Some do, yes. Why? There is no way to fully prepare a new teacher or counselor for the demands of the job. They will know only after they are in it. It can be highly satisfying and rewarding, but is very giving and often exhausting. Students really need teachers and counselors that “see” them, “notice” them, and care. That is a wonderful thing but, if you have a high student load, whether you are a teacher or a counselor, then the exhausting part is trying your best to connect with and give good teaching or counseling to ALL of your students and keep up with the other demands of the job. Ideally, counselors would just counsel/give guidance and teachers would just teach. Don’t ask them for anything else.
However, teachers are asked to be on committees, meet for IEP (Individual Education Plan) meetings, parent conferences, meet with parents for behavioral issues, stay after school for special events, attend assemblies, etc….
The career of teaching is wonderful, fun and meaningful so to protect a teacher’s time the teacher needs and deserves to spend most of the school day teaching. It is the other tasks that take away from dedicated teaching and planning time that can make a teacher feel overworked and drained. In order to protect their time sometimes they have to say “no” to extra-curricular requests. This is difficult if the teacher is not tenured yet. New teachers often feel like they have to say yes to every request in order to keep their jobs.
Suggestion: If you are a new teacher and know that you are being asked to do too many things outside of your teaching, explain to your principal that you want to be an excellent, effective teacher and in order to do that, you need to protect your time. This does not mean saying no to every request, this means feeling comfortable saying a polite “no” when the demands being asked of you are one too many.
I observed counselors doing many jobs that had nothing to do with counseling. They do traffic duty in the parking lots, yard duty, manage students at assemblies and other events, attend many meetings, etc.. What if counselors had more dedicated time to “counsel” students.” They also often have WAY too many students on their list to handle and to give effective counseling to.
Suggestion: What if schools hired outside help to manage traffic duty in the parking lots, yard duty, and basic management student flow and behavior to assemblies and let counselors focus on giving students effective scheduling guidance?

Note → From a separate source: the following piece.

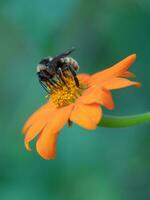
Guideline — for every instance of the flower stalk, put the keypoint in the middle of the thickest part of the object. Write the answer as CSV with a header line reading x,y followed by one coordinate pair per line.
x,y
124,121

It was a regular, standard practice for my science teacher colleagues and I to check student schedules at the beginning of every school year. Why? Students were often placed in the wrong science class. Why? The counselors mean well but are too overworked. They need more time for their jobs.
Final Thought: Teaching and counseling are both wonderful, giving, meaningful careers. Students need teachers and counselors that care. If you are a new teacher, hang in there, protect your time, don’t try to be perfect, just try to care AND remember to take care of YOU! You cannot give to others if you don’t give to yourself. You are appreciated. We need you.
Counselors: Teachers and students need you too. Most teachers recognize that you try very hard and have a lot on your plate. Thank you for being there.